Home renovations and remodeling increase the value of your property now and in the future. With any sort of remodeling, you’re going to spend a little up front. But what if those value-adds saved you money each month going forward?
Opt for efficiency over aesthetics
Home updates generally fall into two categories: efficiency and aesthetics. And while aesthetics improvements can get the creative juices flowing and pave the way for some fun updates, a few simple, energy-efficient home improvements can go a long way toward saving you money. For example:
- Sealing uncontrolled air leaks can save you 12 to 33 percent a year on your cooling and heating bills.
- Insulating your water heater tank can save you from 7 to 16 percent annually on your water-heating bill.
- Simply planting shade trees can save you 15 to 50 percent on your annual air conditioning costs.
- Installing exterior low-E storm windows may save you 12 to 33 percent annually on your heating and cooling bill.
- An older toilet that uses 6 gallons per flush is wasting water. Replace it with a newer, more efficient model and potentially save up to $100 annually.1
Save money with smart home automation
Another option is energy-efficient smart automation devices. They’re widely available on the market today and can easily be incorporated into your home remodeling plans.
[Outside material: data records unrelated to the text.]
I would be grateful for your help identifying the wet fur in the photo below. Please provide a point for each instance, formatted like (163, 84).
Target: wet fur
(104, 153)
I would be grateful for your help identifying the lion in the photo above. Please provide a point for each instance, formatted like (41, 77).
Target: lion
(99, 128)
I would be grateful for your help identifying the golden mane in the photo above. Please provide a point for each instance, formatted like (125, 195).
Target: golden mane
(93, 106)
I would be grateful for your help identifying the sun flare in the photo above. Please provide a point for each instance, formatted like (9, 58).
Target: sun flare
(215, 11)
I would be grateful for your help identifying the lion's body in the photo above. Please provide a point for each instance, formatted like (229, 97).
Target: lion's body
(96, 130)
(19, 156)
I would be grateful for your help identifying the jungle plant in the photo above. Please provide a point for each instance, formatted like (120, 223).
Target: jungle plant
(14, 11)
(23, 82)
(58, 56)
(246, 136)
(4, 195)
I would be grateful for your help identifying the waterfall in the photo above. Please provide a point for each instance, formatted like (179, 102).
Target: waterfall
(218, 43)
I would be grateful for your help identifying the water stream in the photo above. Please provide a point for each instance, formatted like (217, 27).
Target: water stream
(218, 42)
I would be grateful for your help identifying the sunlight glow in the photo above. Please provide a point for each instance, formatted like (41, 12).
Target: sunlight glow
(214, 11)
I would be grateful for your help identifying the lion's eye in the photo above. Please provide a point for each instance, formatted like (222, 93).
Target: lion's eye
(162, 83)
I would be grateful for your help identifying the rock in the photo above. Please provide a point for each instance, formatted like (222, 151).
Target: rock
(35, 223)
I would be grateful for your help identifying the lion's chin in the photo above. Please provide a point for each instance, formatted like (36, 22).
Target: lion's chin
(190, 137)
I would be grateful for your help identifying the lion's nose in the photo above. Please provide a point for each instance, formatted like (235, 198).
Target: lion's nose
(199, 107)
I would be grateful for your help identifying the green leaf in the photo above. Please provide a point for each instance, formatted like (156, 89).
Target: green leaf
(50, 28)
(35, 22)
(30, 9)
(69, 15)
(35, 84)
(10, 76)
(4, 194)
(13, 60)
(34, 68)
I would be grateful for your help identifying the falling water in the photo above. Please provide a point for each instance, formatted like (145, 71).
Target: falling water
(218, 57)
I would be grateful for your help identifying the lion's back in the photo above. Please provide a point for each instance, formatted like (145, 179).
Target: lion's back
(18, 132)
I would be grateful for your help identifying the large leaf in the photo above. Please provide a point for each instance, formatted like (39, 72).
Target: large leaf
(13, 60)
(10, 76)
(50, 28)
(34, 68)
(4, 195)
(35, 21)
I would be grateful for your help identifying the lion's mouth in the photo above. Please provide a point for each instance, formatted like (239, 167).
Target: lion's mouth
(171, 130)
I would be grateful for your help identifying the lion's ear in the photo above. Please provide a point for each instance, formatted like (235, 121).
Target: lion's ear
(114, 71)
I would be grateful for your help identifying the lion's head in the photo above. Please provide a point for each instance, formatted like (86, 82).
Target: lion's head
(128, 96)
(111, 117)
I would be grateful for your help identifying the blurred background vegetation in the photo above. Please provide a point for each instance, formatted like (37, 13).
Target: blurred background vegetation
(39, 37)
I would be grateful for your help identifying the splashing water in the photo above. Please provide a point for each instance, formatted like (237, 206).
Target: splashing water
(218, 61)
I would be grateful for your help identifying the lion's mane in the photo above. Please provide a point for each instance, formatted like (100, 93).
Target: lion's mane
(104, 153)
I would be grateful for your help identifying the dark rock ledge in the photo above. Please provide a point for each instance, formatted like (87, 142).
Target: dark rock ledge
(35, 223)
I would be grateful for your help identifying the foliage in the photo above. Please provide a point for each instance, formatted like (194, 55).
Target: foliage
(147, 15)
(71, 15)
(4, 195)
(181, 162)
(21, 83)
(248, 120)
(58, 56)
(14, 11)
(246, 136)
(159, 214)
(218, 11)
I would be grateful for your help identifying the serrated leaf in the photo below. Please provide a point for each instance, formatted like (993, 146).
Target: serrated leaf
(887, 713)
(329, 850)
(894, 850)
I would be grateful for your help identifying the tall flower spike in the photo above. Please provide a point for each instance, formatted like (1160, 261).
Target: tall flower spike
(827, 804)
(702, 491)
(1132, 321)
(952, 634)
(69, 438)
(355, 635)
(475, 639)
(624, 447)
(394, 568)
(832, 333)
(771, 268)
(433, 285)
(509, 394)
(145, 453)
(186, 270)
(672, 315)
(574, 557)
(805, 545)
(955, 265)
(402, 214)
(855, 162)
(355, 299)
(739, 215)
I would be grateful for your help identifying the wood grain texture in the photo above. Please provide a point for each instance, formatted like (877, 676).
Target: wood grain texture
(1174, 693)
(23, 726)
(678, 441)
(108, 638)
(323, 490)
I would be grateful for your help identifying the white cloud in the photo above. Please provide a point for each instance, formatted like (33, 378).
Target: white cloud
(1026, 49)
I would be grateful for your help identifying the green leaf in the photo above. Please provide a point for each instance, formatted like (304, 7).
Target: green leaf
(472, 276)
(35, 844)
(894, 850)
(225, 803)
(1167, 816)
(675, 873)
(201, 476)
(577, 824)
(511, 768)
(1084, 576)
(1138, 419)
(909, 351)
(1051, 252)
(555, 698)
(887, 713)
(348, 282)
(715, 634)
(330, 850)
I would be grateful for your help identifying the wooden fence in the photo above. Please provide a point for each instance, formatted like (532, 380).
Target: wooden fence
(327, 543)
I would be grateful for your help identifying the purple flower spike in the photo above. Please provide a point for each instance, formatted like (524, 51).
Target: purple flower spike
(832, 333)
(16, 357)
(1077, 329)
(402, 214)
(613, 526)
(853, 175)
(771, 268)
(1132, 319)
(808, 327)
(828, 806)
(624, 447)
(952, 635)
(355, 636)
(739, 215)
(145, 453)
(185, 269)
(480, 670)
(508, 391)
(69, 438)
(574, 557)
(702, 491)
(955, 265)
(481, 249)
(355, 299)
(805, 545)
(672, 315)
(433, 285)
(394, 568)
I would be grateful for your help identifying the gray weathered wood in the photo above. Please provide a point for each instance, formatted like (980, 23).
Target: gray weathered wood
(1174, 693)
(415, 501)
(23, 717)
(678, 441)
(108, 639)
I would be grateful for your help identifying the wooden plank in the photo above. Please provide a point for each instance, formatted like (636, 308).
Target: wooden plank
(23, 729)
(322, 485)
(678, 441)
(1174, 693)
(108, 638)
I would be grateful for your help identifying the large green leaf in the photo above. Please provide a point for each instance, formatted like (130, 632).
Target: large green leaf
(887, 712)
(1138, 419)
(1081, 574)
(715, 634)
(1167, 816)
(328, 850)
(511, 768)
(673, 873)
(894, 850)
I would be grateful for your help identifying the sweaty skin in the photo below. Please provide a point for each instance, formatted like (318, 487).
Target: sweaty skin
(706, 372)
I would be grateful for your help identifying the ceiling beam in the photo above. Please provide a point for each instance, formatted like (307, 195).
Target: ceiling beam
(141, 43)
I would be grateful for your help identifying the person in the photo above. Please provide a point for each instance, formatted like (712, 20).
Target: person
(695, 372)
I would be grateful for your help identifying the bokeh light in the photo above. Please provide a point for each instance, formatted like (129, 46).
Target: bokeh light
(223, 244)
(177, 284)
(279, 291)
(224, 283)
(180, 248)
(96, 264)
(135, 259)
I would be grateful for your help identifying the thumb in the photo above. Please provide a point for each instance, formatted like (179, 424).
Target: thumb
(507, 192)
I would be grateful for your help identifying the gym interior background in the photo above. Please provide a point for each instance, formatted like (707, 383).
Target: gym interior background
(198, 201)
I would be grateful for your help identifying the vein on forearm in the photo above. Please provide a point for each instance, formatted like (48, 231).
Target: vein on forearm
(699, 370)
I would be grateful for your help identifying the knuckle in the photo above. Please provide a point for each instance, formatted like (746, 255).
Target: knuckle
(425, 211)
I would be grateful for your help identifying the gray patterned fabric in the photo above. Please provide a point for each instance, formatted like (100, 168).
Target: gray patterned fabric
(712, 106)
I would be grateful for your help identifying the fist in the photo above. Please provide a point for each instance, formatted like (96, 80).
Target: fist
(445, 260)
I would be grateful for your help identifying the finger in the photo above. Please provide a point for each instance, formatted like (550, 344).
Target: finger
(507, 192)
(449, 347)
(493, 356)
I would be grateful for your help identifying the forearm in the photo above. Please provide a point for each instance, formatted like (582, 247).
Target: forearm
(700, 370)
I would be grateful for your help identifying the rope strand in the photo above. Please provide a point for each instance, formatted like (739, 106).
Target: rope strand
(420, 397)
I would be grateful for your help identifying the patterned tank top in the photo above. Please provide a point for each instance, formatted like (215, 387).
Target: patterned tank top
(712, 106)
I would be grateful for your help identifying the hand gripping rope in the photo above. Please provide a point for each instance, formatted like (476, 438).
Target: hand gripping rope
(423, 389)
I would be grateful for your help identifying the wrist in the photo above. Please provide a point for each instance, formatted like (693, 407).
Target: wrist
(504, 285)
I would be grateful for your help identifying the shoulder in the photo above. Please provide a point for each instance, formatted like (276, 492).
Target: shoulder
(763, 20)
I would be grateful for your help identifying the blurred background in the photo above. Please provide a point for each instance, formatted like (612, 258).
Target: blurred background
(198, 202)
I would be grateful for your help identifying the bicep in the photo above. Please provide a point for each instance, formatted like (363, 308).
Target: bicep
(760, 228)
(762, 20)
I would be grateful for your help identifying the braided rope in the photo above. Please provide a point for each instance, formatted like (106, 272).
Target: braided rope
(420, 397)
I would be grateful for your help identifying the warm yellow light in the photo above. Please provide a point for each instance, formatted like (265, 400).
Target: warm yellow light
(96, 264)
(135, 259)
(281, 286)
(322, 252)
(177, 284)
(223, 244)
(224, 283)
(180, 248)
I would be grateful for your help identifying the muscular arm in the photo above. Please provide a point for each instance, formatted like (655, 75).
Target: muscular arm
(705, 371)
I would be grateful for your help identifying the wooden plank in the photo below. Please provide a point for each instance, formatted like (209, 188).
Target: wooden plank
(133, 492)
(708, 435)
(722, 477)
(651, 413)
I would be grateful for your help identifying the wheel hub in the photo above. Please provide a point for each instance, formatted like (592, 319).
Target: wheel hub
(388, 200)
These discreet gadgets are relatively affordable, easy to install, and can potentially save you money on your monthly utility spend going forward. Take a look:
Smart thermostats keep you comfortable while conserving energy
If you’re like many homeowners, you sacrifice comfort to save money by turning your thermostat down in the winter months and sweating it out during the summer. And let’s face it—it puts a damper on time in your home when you’re forced to bundle up because your house is too cold or you don’t even want to use the kitchen in the summer because your home is too hot.
For comfort and cost savings with any thermostat, you want to keep the temperature at approximately 74 degrees regardless of outdoor changes in temperature. With a typical thermometer, this means you’re continually tampering with the thermostat, manually adjusting it to maintain that median temperature. This consumes excess energy and increases utility spend, which is why a smart thermostat is so, well, smart.